Now you can probably guess then that downtrends have mostly red colored GRaB Candles. But remember how I talked about the 34 EMA Wave? Well the 34 EMA Wave is a trio of 34 period exponential moving averages.
You’ll see the role these moving averages play in identifying the color of the candles by looking at the image below…
If they’re below the 34 EMA Wave, they’re red. Above, they’re green. Now inside throws three lines, they’re blue.
- Red Candles = Bearish
- Blue Candles = Neutral
- Green Candles = Bullish
Pretty straight forward, right Gang?
So How Do We Identify Market Trends Using GRaB Candles?
Once a watchlist for pairs (in Forex specifically) that have the correct contrast is identified, the next step is to confirm the trend with price action — don’t just assume there’s a trend. This is most easily done with GRaB Candles.

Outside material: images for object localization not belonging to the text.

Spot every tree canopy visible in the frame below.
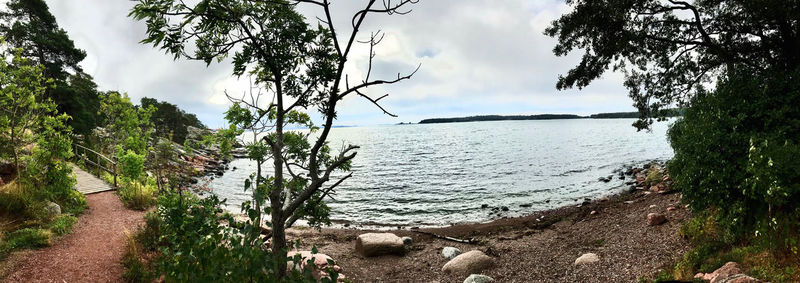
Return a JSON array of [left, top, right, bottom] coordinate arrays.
[[140, 97, 205, 144], [546, 0, 800, 129]]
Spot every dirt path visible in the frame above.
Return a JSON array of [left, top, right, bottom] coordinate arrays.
[[3, 192, 144, 283]]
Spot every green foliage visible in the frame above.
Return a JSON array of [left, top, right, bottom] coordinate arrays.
[[5, 228, 51, 250], [99, 91, 155, 156], [547, 0, 800, 129], [140, 97, 206, 144], [644, 169, 664, 187], [0, 0, 103, 136], [668, 68, 800, 242], [0, 0, 86, 81], [119, 179, 157, 211], [117, 148, 146, 180], [49, 214, 78, 236], [0, 45, 53, 169]]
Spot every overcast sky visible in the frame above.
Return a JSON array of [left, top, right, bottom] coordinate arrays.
[[45, 0, 633, 128]]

If the GRaB Candles are plotting mostly red, it’s bearish and a potential downtrend. If the GRaB Candles are plotting mostly green, it’s bullish and a potential uptrend. Blue GRaB Candles however, indicate a neutral market bias, and they reflect corrections in the trend, or consolidation, or a narrowing range in price action.
So when we understand that the color tells us what the market’s “mood” is…
How Can This Help You?
Classic indicators like moving averages have always been popular — maybe you already have a personal favorite on your charts. Moving averages can be simple or exponential. Simple moving averages weigh each close equally, while exponential moving averages weight the recent price action heavier than old price actions. Now the GRaB Candles, 34 EMA, and Propulsion Dots use many of these same principles (like Dow Theory), but they’ve made improvements on those topics by adding a very clear visual component.
Before you couldn’t see these things merely at a glance.
With these, you can.
So Wait, What Are Propulsion Dots?
As the name suggests, they’re about the speed of the market/how the market’s moving. Dots are visually simplified, and they offer a most consistent way to identify not only the trend but also the sentiment and momentum of any currency pair and any timeframe.
The reason they’re able to do this is because they’re measuring two different periods of exponential moving averages. They’re focused more on the recent price data and something long-term versus short-term (like what’s happening on say 3 different candles versus 8). When those two periods interact, propulsion can be revealed (a.k.a. the market hitting the gas pedal as I like to say).
It’s a very easy visual — like the others.
Take a look at this chart to see more of what I mean…
Notice on the chart above the left side of the chart, where we have predominantly red, we have a downtrend. Once the downtrend really gets moving (propulsion), we get those green dots plotting above the candle. That’s like the market signaling to us, based on the settings we give it, that the market’s found the gas pedal. In this case it’s found the gas pedal to the downside. GRaB Candles are the direction and the organization of that direction, and the Propulsion Dots are the signal that the market’s found the gas pedal and is really moving/accelerating.
And that Gang, is how my three proprietary indicators really work well together.